Rephrased in the language of Gaussian elimination: $\,b\,$ being invertible in the lead monomial $\,b\:\!x^n\,$ of the divisor means we can use it as a pivot to scale-up and eliminate all higher degree monomials. This pivoting viewpoint will become clearer when one studies multivariate division algorithms (standard (Grobner) ideal bases and monomial orderings) which are nonlinear generalizations of Gaussian elimination, and unification algorithms for (equational) term rewriting systems.
Remark $ $ This method works $\rm\color{#0a0}{universally}$ to kill the lead coef of the dividend when the lead coef of the divisor $\,g\,$ is a unit (invertible) so it is a divisor of $\rm\color{#0a0}{every}$ coefficient, so it is always possible to scale it to agree with the lead coef of the divisor. Otoh, if the lead coef of the divisor is not a unit then this is not always possible, e.g. consider $\, x \div 2x\:$ in $\rm\,\mathbb Z[x]\!:\: $ if $\,x = (2x)q(x) + c\,$ then evaluating at $\,x=0\Rightarrow c=0,\,$ therefore cancelling $\,x\,$ yields that $\,1 = 2q(x)\,$ thus, again, evaluating at $\,x = 0\Rightarrow 1 = 2q(0)\Rightarrow 2\mid 1\,$ in $\Bbb Z,\,$ contradiction [cf. this proof that $\,x\nmid 1\,$ in $R[x]$].
We can generalize the polynomial division algorithm to divisors with noninvertible lead coefs, e.g.
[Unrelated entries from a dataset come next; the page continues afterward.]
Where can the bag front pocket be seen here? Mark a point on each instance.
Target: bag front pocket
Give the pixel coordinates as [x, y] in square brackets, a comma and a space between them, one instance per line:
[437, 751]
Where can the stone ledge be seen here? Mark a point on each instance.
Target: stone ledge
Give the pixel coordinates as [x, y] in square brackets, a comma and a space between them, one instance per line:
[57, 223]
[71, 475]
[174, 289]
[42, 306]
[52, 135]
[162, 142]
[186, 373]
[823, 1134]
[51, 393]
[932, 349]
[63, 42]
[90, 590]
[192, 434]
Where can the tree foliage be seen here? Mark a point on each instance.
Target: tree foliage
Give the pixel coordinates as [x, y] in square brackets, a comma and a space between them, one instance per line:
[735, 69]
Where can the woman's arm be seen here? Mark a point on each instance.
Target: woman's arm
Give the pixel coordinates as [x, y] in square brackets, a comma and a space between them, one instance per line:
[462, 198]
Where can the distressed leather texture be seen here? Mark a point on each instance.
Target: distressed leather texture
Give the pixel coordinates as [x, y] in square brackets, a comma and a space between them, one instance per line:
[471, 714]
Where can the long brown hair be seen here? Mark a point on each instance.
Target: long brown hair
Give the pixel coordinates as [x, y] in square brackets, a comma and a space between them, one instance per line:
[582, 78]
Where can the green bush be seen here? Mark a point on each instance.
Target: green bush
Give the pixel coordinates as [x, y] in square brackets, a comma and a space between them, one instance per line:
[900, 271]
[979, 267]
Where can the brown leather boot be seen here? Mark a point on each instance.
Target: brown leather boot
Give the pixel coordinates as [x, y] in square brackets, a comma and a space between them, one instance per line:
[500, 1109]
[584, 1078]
Theorem (nonmonic Polynomial Division Algorithm) $\ $ Let $\,0\neq F,G\in A[x]\,$ be polynomials over a comm. ring $A,$ with $\,a\,$ = lead coef of $\,F,\,$ and $\, i \ge \max\{0,\,1+\deg G-\deg F\}.\,$ Then
$\qquad\qquad \phantom{1^{1^{1^{1^{1^{1}}}}}}a^{i} G\, =\, Q F + R\ \ {\rm for\ some}\ \ Q,R\in A[x],\ \deg R < \deg F$
Proof $\ $ See here for a few proofs.
There are also multivariate generalizations of the polynomial division algorithm such as the Gröbner basis algorithm. One gains further insight from this more general perspective on the descent process, e.g. in terms of monomial orderings.
HINT:
Prove that in an integral domain, if $f$ and $g$ are nonzero polynomials then $\deg(fg) = \deg(f) + \deg(g)$. Then, once you have the base case and are working with the induction hypothesis, write out the polynomials. That is, $f = a_n x^n + a_{n-2} x^{n-1} + \cdots + a_0$, $g = b_m x^m + \cdots + b_0$. Multiply $g$ by an appropriate multiple of a power of $x$ and subtract. Use the induction hypothesis.
Does that make sense?
Here is a relatively tricky proof from linear algebra done right (but actually not tricky at all). We are aiming to express a polynomial of degree n by two other polynomials with lower degree, n-m for p and m-1 for q seperately, so why not consider the linear spaces Pn-m(F)*Pm-1(F) and Pn(F). T(p,q)=pg+q is obviously a linear map between the two spaces, and it's trivial to check that it's an isomorphism.